Looking back through my notes and thinking about it all I would go for a kit player, a timpanist, a glockenspiel player and a cymbal/side drum/tambourine player, and a bass drum player. Or, if you were happy for the cymbals, bass drum and side drum to be played on the kit (if you want crash cymbals or a big boomy bass drum sound it obviously wouldn’t work, but otherwise it should be fine), you could move those onto the kit part. The kit player could also pick up and play the tambourine. From a player’s perspective, there are a lot of bars rest in the piece and any opportunity to combine the parts is worth doing.
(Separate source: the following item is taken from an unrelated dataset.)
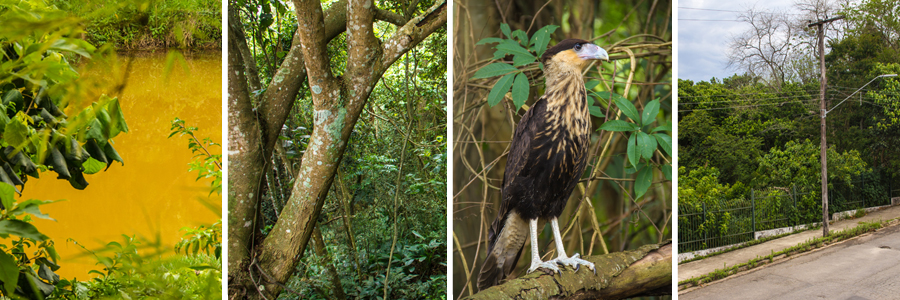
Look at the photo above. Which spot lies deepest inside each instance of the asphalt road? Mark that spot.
(866, 267)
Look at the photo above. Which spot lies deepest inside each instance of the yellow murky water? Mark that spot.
(153, 194)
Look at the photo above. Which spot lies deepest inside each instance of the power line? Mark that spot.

But ultimately it depends on the sound you want.
If you don’t have a kit player, the cymbal or side drum player could also play the tambourine – I don’t believe that clashes with either of those.
I actually think that because of the way you’ve written the drum kit part, it makes sense for it to be played on a kit, but it really boils down to the sound you want. It will probably sound a little lighter with a kit, perhaps evoking more of a musical theatre feel to it. Professional orchestral players should be able to make all of the separate instruments sound very similar to a kit if they’re very good. But it may not quite flow the same way that it would with just one person playing all of the parts. I’m imagining it would sound a little heavier on each part. It would be interesting to write it both ways and get a group of people to try it out and compare the two. Of course some purists would probably think the kit shouldn’t be used as it traditionally isn’t part of an orchestra, but personally I think it’s up to the composer!
Apart from that, I would generally say it’s looking good. Just be clear whether you want the player to use a pair of clash cymbals or a suspended cymbal, and watch out that the dynamics are present at every percussion entry. Timpani can be retuned but not always very quickly so watch out for using lots of notes quickly in succession – obviously the better the player the quicker they can do this, so your parts may be fine, but I’d possibly see if you can ask an expert about those bits.
One final thought – you could think about using a mark tree to represent Alice falling rather than the glockenspiel in bars 151-152; I think the movement of the mark tree is a bit more evocative of falling – if that’s what you want to do of course. I just thought I’d suggest it in case you wanted to consider it. Obviously I don’t know what the music sounds like so it may not work at all!”
Elaine Goodall

HOW good is this feedback? I’m all for helping myself. I realise this course has been and is totally all about self-directed learning, but I totally see the value in reaching out to friends and colleagues who know about instruments that I don’t play for guidance and advice. And hey – I may choose not to follow her advice…(I more than likely will, though).

I’ve also found a good website which gives an example of a typical grouping of players:
http://andrewhugill.com/manuals/layouts/percussion.html

I will feature a more in-depth post about how I eventually tackle this task. I’m going in!